Methods. Caco-2 monolayer was mounted between side-by-side chambers, which enabled the simultaneous assay of dissolution and permeation of drugs (dissolution/permeation system; D/P system). Apical and basal sides of the chamber were filled with buffer solutions. Drugs were applied to the apical side as powder, suspension, or solution, and then, the permeated amounts into the basal side were monitored for 2 h. At the same time, dissolved amounts of drugs at the apical side were detected. The amount of drug applied to the D/P system was based on its in vivo clinical dose.

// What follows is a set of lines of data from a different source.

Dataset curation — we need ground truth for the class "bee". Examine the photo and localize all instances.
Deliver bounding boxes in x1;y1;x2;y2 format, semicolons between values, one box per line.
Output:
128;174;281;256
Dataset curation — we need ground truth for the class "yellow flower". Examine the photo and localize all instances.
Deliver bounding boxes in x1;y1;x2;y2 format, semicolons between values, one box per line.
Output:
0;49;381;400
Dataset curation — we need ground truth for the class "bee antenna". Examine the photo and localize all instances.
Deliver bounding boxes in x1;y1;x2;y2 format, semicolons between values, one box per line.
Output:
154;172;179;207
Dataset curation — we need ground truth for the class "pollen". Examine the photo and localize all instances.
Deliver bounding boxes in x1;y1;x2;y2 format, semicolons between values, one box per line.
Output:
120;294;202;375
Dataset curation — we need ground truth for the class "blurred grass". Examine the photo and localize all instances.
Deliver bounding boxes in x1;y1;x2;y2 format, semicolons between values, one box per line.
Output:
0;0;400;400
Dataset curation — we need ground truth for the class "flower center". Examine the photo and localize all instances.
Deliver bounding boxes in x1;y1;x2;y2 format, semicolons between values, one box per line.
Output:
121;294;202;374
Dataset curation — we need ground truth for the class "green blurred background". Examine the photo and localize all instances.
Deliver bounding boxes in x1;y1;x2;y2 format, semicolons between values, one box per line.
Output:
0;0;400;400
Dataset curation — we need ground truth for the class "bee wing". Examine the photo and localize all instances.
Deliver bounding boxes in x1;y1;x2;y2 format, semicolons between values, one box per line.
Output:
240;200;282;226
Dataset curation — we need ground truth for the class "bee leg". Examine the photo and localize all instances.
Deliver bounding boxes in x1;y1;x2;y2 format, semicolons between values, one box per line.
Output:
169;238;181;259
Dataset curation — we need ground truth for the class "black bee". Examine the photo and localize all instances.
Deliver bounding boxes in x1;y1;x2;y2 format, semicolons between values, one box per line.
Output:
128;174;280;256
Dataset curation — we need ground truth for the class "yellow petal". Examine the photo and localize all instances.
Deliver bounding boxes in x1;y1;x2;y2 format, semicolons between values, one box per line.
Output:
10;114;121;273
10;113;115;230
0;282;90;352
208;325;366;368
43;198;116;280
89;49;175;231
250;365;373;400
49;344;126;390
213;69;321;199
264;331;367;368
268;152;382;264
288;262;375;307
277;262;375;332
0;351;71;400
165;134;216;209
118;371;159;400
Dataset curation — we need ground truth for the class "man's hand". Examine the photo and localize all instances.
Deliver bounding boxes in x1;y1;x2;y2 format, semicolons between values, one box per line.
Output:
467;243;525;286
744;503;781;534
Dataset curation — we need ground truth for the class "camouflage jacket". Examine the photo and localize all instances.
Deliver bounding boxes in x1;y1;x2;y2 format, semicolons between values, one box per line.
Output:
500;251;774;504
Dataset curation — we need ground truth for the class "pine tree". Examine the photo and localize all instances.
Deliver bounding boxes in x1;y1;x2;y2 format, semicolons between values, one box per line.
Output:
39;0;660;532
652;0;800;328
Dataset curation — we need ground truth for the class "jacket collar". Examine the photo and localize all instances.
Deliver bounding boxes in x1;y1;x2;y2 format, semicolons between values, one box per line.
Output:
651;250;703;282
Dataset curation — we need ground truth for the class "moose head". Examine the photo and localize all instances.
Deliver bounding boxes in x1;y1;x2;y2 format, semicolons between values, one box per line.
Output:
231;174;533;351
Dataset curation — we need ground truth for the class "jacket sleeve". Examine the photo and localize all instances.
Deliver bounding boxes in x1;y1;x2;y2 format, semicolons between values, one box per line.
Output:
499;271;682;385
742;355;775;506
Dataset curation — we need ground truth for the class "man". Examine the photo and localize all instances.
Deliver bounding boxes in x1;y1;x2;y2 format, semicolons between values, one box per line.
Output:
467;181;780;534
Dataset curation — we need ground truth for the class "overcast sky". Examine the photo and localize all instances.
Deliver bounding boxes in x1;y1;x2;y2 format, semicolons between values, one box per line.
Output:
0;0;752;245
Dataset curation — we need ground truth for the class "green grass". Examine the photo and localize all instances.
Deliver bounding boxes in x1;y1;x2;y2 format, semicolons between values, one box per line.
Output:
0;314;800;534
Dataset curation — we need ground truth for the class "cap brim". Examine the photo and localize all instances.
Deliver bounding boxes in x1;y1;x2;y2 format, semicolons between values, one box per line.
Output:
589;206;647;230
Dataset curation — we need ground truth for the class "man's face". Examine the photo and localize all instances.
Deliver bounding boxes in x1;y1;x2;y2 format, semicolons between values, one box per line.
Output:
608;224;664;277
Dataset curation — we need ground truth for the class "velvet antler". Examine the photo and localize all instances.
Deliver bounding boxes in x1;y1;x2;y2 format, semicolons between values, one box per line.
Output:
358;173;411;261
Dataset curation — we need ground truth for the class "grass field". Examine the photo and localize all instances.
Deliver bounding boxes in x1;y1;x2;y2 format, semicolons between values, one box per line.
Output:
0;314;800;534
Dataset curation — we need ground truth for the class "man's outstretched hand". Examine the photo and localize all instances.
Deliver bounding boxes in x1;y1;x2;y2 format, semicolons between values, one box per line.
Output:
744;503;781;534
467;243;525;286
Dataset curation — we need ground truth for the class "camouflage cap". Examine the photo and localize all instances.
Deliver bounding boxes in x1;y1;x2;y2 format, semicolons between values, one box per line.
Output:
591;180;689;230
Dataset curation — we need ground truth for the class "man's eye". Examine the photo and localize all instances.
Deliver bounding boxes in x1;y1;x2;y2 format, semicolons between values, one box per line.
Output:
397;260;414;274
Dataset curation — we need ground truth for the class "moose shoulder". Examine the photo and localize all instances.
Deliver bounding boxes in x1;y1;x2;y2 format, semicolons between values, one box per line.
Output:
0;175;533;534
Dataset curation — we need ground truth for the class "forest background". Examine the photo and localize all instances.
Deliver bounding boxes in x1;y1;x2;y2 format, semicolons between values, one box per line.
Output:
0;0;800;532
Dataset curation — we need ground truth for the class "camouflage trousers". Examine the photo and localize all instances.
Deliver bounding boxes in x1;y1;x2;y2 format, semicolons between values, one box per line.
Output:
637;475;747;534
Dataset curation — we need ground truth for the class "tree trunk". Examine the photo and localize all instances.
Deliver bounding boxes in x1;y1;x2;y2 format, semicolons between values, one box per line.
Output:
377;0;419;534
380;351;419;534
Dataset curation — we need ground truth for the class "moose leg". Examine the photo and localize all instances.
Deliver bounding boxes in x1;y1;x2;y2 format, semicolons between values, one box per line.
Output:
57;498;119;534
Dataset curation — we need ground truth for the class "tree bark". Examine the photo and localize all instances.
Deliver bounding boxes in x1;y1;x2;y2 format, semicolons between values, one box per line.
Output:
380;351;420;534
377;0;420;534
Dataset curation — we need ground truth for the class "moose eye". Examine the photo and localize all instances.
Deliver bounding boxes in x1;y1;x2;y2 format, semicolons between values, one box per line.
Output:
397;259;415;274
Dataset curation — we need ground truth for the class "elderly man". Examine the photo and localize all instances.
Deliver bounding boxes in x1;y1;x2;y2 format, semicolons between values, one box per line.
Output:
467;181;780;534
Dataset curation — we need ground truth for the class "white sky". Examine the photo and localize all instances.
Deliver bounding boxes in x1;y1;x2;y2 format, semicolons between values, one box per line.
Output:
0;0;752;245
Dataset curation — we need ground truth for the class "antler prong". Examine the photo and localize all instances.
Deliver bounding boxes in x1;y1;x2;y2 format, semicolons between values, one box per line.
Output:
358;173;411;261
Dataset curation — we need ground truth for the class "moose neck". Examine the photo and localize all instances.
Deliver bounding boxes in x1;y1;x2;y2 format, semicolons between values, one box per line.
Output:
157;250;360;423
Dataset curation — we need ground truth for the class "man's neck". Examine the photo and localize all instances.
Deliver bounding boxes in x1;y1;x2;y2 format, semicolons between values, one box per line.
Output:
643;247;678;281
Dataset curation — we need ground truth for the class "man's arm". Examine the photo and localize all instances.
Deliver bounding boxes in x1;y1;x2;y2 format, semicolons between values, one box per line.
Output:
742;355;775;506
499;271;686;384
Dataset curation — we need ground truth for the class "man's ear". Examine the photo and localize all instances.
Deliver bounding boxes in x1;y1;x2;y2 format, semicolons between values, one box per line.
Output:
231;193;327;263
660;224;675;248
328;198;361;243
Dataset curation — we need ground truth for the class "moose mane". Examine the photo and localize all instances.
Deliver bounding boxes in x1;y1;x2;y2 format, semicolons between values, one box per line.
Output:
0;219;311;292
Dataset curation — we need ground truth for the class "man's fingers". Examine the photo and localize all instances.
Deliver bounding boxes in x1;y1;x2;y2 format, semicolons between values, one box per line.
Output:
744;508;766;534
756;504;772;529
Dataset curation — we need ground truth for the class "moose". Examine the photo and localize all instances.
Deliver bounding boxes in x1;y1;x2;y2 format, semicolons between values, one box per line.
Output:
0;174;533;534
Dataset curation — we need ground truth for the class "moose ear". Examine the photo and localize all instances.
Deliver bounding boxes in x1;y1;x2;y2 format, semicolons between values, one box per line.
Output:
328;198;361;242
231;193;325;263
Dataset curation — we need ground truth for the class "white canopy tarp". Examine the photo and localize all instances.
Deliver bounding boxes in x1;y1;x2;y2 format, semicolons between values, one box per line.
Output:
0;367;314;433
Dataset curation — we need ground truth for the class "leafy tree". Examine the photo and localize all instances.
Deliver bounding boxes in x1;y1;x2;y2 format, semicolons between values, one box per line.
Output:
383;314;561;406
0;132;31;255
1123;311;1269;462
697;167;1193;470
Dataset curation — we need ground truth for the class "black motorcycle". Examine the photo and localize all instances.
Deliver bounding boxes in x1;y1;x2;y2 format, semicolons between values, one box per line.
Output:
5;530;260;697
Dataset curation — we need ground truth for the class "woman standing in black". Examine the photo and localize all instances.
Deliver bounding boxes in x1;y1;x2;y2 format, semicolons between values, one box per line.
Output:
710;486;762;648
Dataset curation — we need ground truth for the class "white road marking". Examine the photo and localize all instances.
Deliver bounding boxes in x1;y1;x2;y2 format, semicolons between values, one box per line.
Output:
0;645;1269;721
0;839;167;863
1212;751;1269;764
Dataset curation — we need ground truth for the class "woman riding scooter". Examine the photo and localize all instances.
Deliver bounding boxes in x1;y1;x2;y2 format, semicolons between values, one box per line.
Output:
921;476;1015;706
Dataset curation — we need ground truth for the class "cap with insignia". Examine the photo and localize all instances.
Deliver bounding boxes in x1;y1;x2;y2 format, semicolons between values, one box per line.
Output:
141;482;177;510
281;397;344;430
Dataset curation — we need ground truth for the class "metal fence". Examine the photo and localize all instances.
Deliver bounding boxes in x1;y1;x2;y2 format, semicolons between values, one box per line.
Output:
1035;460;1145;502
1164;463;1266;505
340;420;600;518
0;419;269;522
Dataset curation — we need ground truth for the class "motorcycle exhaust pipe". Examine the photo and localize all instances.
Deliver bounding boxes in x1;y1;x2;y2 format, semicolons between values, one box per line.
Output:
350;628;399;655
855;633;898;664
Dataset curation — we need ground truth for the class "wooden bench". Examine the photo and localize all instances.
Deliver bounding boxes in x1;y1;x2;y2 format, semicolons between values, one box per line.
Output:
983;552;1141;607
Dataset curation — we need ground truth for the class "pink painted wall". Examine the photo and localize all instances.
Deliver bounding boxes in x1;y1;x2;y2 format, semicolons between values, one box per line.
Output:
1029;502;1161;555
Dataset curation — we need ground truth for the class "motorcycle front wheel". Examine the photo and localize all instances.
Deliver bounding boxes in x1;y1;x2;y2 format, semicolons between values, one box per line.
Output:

Results. Sodium taurocholate (5 mM, apical side) and bovine serum albumin (4.5% w/v, basal side) increased the permeated amount of poorly water-soluble drugs. Both additives were considered to be effective at mimicking in vivo conditions of intestinal drug absorption. From the correlation between the permeated amount of 13 drugs (% dose/2 h) in the D/P system and their percentage dose absorbed in humans in vivo, this system was found to be useful in evaluating oral absorption of poorly water-soluble drugs.
Conclusions. With attempts made to mimic the physiologic conditions of the human GI tract, in vivo oral absorption of drugs was quantitatively assessed in the D/P system in vitro. This system is quite useful to predict the oral absorption of poorly water-soluble drugs after administration as solid dosage forms. 相似文献
7.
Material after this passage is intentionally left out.